The Metaphysics attribute is used by a new free-form power system. This is based on the Special Effects system from Masterbook (which was derived from the magic system from Torg). This replaces the system for using The Force from The Star Wars RPG, and the Psionics system used in the earlier D6 Space Opera PDF.

Scaling (a method of determining how combat is handled between combatants and objects of starkly different sizes) uses a numeric modifier in D6 Space, and does not conform to the ship class names used in The Star Wars RPG. This new scaling system is also present in D6 Fantasy and D6 Adventure, though the benchmark names for the values listed differ between the three games.

A disadvantages, advantages and special abilities system not present in The Star Wars RPG, is included, as is a system for using special abilities as Cybernetic implants.

A basic star ship construction system is presented (which is expanded upon in the Space Ships supplement). This system differs from the systems presented throughout The Star Wars RPG line.

==History==
Eric J. Gibson reworked the D6 System into a more generic rules system, as the third iteration of West End Games published a series of three core hardcover books, D6 Adventure (2004), D6 Fantasy (2004) and D6 Space (2004), and supplements to these genre books focusing on creatures and locations were published in 2004 and 2005.

D6 Space was originally released in 2003 as a PDF format ebook under the name D6 Space Opera by Humanoids Publishing. It was sold as a core rulebook for their line of Shatterzone PDF re-releases. This was greatly expanded and revised by author Nikola Vrtis into the current D6 Space Rulebook (ISBN 978-1-932867-01-5), released in 2004 by Purgatory Publishing imprint West End Games.

When the cover art was first announced for D6 Space, there was some negative reaction to the original version of the art. The original had the female principal nude (although genitalia and nipples were not visible), in a cyberpunk motif. In response to the reaction, West End Games revised the cover to its current form.
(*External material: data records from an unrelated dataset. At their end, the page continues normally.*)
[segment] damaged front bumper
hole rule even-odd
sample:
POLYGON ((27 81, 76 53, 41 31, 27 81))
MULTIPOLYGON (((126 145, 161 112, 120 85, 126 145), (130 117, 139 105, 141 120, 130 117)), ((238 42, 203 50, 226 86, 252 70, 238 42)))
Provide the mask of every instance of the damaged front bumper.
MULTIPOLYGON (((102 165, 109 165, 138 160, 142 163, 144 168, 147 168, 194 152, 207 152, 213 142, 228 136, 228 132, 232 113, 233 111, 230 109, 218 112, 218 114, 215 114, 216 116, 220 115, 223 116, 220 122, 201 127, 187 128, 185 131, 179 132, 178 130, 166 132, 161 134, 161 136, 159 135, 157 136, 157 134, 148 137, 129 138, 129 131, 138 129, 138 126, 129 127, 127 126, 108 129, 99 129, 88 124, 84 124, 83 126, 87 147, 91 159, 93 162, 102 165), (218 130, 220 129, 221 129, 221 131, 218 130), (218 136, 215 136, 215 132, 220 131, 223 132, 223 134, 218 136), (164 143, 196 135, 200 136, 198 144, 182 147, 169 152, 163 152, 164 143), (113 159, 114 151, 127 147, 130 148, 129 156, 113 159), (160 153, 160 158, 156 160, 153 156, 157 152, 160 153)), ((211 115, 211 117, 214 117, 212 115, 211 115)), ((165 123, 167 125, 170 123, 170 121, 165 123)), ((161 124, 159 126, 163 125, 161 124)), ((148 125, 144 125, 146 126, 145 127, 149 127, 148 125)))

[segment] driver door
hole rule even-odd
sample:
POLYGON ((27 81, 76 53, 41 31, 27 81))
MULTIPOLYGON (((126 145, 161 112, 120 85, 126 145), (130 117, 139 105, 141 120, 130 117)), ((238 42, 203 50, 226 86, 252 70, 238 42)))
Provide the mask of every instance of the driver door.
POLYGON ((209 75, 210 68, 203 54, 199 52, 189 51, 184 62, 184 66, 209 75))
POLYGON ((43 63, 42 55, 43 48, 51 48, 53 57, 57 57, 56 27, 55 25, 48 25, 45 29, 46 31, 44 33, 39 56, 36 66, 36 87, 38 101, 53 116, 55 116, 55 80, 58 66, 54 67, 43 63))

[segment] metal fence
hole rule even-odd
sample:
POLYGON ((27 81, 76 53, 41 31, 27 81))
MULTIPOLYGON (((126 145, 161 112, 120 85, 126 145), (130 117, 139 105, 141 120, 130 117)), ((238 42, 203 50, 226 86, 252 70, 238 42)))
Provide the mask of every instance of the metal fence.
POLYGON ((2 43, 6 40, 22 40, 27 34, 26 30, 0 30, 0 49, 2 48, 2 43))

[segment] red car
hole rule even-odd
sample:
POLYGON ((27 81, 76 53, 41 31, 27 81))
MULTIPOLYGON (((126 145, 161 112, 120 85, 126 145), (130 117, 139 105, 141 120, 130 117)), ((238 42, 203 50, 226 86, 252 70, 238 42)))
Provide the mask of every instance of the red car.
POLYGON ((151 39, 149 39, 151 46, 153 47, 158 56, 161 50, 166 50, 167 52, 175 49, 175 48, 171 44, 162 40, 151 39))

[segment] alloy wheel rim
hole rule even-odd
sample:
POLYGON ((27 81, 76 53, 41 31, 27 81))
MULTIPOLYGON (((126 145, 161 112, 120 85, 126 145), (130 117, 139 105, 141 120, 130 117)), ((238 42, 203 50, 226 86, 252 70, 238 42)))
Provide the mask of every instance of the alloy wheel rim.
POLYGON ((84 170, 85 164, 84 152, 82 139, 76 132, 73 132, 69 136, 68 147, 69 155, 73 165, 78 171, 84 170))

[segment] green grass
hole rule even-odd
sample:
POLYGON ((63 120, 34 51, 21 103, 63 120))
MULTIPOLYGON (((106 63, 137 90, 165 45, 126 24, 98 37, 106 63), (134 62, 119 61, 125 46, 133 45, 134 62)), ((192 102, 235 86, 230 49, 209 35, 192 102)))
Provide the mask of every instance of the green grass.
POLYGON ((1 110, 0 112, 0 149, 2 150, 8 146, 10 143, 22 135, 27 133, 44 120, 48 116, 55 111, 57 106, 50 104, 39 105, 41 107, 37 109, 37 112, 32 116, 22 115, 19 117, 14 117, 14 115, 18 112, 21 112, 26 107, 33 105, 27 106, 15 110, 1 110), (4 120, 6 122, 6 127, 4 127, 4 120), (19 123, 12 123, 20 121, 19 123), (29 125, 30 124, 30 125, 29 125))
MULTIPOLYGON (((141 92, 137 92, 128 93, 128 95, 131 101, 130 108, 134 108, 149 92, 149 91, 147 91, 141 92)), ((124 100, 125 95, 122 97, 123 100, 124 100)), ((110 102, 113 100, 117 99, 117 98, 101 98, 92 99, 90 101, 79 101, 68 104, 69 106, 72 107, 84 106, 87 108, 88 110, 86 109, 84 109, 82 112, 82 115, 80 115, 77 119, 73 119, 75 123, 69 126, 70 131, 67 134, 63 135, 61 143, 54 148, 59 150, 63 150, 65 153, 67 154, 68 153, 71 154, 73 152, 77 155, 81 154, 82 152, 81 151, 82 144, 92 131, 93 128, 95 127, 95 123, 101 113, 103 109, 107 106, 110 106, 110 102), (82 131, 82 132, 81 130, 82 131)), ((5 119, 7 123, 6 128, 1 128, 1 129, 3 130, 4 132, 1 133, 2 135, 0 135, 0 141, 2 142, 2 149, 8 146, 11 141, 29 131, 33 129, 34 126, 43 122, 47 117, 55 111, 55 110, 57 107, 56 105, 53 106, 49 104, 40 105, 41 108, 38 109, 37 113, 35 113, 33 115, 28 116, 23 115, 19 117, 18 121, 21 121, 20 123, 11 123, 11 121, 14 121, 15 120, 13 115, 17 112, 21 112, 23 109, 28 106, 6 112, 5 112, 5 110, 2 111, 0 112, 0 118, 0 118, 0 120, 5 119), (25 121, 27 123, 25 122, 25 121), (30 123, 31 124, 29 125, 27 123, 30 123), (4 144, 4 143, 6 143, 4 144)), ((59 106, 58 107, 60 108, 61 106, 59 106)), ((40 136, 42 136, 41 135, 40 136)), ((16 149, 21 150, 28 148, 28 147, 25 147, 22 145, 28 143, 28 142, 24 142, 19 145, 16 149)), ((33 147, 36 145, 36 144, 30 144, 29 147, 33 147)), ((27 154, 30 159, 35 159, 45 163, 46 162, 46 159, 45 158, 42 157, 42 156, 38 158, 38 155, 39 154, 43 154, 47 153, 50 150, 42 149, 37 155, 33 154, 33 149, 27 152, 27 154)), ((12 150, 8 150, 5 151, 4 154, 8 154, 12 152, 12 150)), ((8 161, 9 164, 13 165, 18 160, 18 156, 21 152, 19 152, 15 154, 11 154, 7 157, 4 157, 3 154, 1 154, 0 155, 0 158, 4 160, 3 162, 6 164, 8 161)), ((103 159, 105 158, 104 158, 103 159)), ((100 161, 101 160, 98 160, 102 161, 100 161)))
At present, D6 Space is supported by three source books.

- D6 Space Ships by various authors (ISBN 978-1-932867-07-7)
- D6 Space Aliens Volume 1 by various authors (ISBN 978-1-932867-11-4)
- Fires of Amatsumara concept by Fred Jandt, by various authors (ISBN 978-1-932867-16-9)

The Ships supplement contains expanded rules for star ship creation, and new rules for planet generation. The Aliens supplement demonstrates species templates for a variety of alien races and creatures, and methods for creating more. Fires of Amatsumara is a setting book, mixing elements of space opera and frontier westerns, comparable to Firefly.